Deepfake Detection
Phonexia has developed a Deepfake Detection technology designed to identify artificial voices within audio recordings, thereby enhancing the security and reliability of speaker verification systems. This approach leverages the transformed-based architecture and is primarily trained on datasets, which encompasses a wide range of synthesized, converted, and replayed speech examples.
The model is trained in a self-supervised manner, and its performance is improved through carefully designed data augmentation techniques. It has been trained on a large corpus of various data source, including telephone data, resulting in fewer false alarms on such recordings. The model requires a minimum of 3 seconds of speech for inference however, the best performance is achieved on lengths of 5 seconds and above.
Possible use cases
- Banks and Call Centers: Enhances the security of customer interactions by ensuring that communications are with legitimate individuals, thereby preventing fraudulent activities and unauthorized access.

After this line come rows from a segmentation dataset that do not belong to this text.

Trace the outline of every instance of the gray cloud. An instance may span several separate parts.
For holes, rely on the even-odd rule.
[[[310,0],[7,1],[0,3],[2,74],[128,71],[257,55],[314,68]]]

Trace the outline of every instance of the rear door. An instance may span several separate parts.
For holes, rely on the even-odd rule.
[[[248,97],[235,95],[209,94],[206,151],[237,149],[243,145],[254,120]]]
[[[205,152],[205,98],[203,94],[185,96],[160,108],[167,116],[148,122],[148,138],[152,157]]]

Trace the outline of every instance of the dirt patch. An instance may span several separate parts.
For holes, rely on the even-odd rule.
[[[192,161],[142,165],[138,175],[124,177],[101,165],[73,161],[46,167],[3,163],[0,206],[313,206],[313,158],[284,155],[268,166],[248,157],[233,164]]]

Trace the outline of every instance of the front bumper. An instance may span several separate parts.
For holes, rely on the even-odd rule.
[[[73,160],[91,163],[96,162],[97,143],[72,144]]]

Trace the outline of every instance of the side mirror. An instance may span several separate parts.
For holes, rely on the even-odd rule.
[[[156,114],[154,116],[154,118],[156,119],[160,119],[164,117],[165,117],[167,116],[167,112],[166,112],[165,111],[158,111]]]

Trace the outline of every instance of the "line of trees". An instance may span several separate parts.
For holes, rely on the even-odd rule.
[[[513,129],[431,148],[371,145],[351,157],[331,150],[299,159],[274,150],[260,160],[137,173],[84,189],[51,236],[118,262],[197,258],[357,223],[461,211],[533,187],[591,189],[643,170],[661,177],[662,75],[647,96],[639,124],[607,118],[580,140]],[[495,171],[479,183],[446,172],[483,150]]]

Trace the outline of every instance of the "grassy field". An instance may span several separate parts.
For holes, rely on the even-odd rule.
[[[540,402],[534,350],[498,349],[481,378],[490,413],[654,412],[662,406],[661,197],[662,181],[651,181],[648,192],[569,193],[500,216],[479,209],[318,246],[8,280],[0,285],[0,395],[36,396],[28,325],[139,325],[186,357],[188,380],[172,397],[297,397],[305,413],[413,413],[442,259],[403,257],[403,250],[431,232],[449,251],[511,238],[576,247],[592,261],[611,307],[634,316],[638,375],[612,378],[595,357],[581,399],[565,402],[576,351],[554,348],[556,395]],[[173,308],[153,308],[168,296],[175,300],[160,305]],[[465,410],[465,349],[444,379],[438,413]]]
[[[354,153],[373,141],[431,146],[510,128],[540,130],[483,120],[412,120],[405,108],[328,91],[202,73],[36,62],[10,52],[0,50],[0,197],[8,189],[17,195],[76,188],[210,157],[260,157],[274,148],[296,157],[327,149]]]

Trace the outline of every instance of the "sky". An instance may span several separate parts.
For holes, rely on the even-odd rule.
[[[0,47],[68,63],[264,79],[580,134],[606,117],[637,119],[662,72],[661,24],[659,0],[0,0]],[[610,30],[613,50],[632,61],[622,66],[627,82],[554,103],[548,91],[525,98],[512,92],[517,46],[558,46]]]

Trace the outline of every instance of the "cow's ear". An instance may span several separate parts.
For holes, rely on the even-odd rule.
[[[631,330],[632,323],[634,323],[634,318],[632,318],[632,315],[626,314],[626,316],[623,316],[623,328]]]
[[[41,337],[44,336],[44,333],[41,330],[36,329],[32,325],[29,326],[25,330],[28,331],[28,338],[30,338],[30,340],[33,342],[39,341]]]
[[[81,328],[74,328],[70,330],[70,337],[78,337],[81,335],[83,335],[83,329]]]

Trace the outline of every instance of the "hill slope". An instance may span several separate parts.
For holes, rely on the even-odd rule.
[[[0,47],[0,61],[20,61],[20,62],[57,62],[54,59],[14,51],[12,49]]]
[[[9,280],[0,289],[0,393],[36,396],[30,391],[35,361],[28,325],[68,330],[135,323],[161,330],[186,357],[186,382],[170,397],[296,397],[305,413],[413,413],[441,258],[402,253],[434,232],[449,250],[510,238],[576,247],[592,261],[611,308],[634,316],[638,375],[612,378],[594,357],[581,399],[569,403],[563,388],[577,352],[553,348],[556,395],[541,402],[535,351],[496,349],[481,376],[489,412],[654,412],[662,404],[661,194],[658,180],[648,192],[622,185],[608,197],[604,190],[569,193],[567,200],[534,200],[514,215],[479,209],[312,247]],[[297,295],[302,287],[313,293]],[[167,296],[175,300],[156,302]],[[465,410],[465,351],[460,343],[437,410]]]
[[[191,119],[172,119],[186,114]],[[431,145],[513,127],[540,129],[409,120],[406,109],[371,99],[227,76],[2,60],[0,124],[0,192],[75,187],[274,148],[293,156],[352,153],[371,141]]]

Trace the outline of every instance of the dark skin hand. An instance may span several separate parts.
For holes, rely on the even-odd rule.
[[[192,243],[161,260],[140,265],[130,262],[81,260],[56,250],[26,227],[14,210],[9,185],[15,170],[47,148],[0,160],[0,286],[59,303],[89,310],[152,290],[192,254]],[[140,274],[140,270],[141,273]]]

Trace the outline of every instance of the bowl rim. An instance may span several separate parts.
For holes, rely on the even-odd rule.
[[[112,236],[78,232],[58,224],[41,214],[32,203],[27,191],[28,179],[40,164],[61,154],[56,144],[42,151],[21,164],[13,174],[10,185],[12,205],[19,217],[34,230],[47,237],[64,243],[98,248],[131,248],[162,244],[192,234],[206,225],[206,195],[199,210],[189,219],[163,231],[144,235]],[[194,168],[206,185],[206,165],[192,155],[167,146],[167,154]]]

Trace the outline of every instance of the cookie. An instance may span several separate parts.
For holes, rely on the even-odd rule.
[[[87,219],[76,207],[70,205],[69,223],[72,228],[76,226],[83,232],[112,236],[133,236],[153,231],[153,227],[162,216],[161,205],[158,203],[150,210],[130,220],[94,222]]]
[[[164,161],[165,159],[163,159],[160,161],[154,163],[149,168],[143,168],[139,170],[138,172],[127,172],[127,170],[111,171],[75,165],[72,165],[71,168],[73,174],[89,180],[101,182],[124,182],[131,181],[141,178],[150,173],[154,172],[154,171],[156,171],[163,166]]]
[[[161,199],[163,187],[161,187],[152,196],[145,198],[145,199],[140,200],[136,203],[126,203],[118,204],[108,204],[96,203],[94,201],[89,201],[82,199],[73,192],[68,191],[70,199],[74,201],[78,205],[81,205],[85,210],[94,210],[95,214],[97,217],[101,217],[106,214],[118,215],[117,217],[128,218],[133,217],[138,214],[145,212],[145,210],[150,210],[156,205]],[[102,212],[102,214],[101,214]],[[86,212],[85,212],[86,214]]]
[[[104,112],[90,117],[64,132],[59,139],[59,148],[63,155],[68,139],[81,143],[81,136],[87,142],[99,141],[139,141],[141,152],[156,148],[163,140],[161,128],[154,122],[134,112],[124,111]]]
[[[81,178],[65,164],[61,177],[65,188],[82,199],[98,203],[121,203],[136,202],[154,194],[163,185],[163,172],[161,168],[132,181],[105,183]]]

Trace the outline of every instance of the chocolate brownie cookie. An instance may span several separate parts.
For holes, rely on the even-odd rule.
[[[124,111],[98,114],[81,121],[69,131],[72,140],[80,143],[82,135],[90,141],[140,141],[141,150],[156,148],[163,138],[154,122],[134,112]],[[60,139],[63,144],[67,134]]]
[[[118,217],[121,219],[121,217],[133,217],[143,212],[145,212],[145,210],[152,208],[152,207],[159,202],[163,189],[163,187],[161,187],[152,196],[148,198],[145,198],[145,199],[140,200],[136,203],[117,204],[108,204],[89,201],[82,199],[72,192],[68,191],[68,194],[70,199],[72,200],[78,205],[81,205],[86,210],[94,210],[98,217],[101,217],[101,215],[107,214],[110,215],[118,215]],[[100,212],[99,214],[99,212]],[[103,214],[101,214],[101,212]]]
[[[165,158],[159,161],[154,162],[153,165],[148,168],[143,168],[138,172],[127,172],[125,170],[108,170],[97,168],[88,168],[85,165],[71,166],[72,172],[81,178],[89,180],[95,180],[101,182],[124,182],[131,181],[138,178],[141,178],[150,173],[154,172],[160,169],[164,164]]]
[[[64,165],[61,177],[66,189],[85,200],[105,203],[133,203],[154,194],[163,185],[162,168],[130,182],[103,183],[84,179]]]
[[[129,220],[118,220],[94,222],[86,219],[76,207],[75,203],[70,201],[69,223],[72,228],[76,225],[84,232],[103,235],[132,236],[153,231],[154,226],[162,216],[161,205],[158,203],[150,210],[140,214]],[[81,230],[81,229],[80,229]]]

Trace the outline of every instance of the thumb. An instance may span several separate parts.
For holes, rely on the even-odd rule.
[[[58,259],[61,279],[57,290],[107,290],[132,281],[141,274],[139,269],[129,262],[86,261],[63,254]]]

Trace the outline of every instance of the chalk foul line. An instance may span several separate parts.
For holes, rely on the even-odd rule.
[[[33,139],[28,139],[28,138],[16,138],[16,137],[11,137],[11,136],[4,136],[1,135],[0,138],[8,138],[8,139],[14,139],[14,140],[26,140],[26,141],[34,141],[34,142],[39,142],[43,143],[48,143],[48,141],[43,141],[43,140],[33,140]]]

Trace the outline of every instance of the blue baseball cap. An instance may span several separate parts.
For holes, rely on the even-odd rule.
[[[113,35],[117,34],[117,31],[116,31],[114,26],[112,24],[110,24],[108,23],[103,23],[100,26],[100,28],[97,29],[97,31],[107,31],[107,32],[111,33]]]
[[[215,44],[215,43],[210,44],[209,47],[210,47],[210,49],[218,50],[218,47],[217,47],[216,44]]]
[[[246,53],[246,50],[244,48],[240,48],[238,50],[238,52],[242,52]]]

- Forensic Analysis: Assists law enforcement agencies in authenticating audio evidence, ensuring its credibility in investigations and legal proceedings.
Scoring
The score is LLR (log-likelihood ratio). A value greater than 0 indicates the audio is likely a deepfake, while a value less than 0 suggests the audio is likely genuine.
It is calibrated so that 0 corresponds to the Equal Error Rate (EER) point on our evaluation datasets. The EER is the point where the false acceptance rate and false rejection rate are equal, providing a balanced trade-off between the two types of errors.
Depending on the characteristics of your data and specific use case, you may need to adjust the decision threshold to achieve the desired ratio between false positives and false negatives.
Output Range
- In the graphical user interface (GUI), the LLR output is displayed within a range of -2 to +6, reflecting the most common interval of values observed.
- In the REST API, the score is returned as an unbounded LLR, theoretically ranging from minus infinity to plus infinity. However, in practice, values typically fall within the range of -2 to +6.
FAQ
How can I improve processing speed?
To speed up processing, ensure that Authenticity Verification is running on a GPU.